We can find God in creation, and we can see something Christ-like in the man of faith, Joyce Kilmer, a man who found faith in looking at trees and little hands.  It’s interesting: Christ volunteered for the most dangerous of missions in ransoming mankind.  People were in awe of His cool and calm demeanor in the worst possible situation on Good Friday.  And Christ was killed at the top of a hill, aged 33.  For this we revere and adore Christ.  We worship Him. 

We don’t worship trees like the pagans.  We don’t argue that trees should be granted personhood status, like some fools are doing today.  We understand that trees, like all creation, are contingent on their Creator.

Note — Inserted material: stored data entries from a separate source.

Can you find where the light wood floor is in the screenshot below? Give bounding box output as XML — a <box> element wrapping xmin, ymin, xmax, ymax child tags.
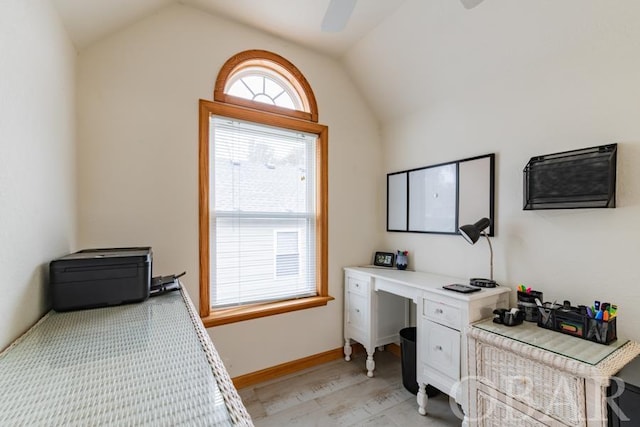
<box><xmin>237</xmin><ymin>350</ymin><xmax>462</xmax><ymax>426</ymax></box>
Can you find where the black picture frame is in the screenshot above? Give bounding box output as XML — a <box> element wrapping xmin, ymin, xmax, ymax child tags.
<box><xmin>373</xmin><ymin>251</ymin><xmax>395</xmax><ymax>268</ymax></box>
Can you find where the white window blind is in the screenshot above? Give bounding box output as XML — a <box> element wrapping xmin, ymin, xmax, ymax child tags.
<box><xmin>275</xmin><ymin>230</ymin><xmax>300</xmax><ymax>278</ymax></box>
<box><xmin>210</xmin><ymin>116</ymin><xmax>317</xmax><ymax>308</ymax></box>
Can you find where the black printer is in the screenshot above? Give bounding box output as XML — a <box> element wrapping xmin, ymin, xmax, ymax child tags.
<box><xmin>50</xmin><ymin>247</ymin><xmax>152</xmax><ymax>311</ymax></box>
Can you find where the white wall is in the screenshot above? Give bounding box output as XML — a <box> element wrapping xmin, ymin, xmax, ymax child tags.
<box><xmin>0</xmin><ymin>0</ymin><xmax>76</xmax><ymax>349</ymax></box>
<box><xmin>345</xmin><ymin>0</ymin><xmax>640</xmax><ymax>340</ymax></box>
<box><xmin>76</xmin><ymin>4</ymin><xmax>382</xmax><ymax>376</ymax></box>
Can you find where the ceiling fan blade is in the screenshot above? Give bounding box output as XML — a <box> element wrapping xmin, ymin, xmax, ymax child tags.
<box><xmin>321</xmin><ymin>0</ymin><xmax>357</xmax><ymax>32</ymax></box>
<box><xmin>460</xmin><ymin>0</ymin><xmax>485</xmax><ymax>9</ymax></box>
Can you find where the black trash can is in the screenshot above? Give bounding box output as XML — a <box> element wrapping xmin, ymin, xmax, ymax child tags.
<box><xmin>399</xmin><ymin>327</ymin><xmax>439</xmax><ymax>397</ymax></box>
<box><xmin>608</xmin><ymin>355</ymin><xmax>640</xmax><ymax>426</ymax></box>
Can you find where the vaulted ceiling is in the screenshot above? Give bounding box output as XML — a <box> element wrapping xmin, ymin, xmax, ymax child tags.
<box><xmin>51</xmin><ymin>0</ymin><xmax>640</xmax><ymax>123</ymax></box>
<box><xmin>51</xmin><ymin>0</ymin><xmax>406</xmax><ymax>57</ymax></box>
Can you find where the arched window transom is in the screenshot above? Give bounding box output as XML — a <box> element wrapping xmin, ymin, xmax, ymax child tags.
<box><xmin>226</xmin><ymin>66</ymin><xmax>302</xmax><ymax>110</ymax></box>
<box><xmin>214</xmin><ymin>50</ymin><xmax>318</xmax><ymax>122</ymax></box>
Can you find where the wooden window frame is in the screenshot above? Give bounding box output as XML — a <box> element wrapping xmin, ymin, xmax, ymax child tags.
<box><xmin>199</xmin><ymin>51</ymin><xmax>330</xmax><ymax>327</ymax></box>
<box><xmin>214</xmin><ymin>50</ymin><xmax>319</xmax><ymax>123</ymax></box>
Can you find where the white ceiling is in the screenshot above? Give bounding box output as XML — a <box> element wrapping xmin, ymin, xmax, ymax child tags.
<box><xmin>51</xmin><ymin>0</ymin><xmax>407</xmax><ymax>56</ymax></box>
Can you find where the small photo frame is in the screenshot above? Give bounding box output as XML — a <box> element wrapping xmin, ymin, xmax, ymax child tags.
<box><xmin>373</xmin><ymin>251</ymin><xmax>395</xmax><ymax>268</ymax></box>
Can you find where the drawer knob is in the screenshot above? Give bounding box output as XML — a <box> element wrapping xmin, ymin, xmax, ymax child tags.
<box><xmin>355</xmin><ymin>309</ymin><xmax>360</xmax><ymax>313</ymax></box>
<box><xmin>356</xmin><ymin>284</ymin><xmax>360</xmax><ymax>288</ymax></box>
<box><xmin>435</xmin><ymin>345</ymin><xmax>443</xmax><ymax>351</ymax></box>
<box><xmin>435</xmin><ymin>308</ymin><xmax>444</xmax><ymax>314</ymax></box>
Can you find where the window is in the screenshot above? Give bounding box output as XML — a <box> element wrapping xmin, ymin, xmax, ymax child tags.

And so, my friends, understand: Only God can make a tree.  And only God can raise you from the dead.  That gives meaning to your short life on earth.  It gives rhyme and reason to your existence.  You die with Christ, you rise with Christ.  Isn’t that poetic?  

Only God can make a tree.  And only God can turn bread and wine into His Body and Blood.  At Holy Mass we kneel under the shade of the Tree of Life and wait for Christ to swoop down and feed us.  And in eating His Body and Blood we are drawn up from earth to heaven.  

Do you want faith?  Then pray for it.  Pray for the truth in a world that laughs it off as too traditional and archaic.  Know that your life is a poem made by God.  How will your poem end?  

Pray to believe in the Holy Eucharist, the True Food that puts life in you.  The Eucharist gives you the strength to carry your cross, to keep a cool and calm demeanor in the worst possible situations.  The Eucharist will give you the eyes to look at God all day.  And when He raises you from the dead, you will look upon Him forever.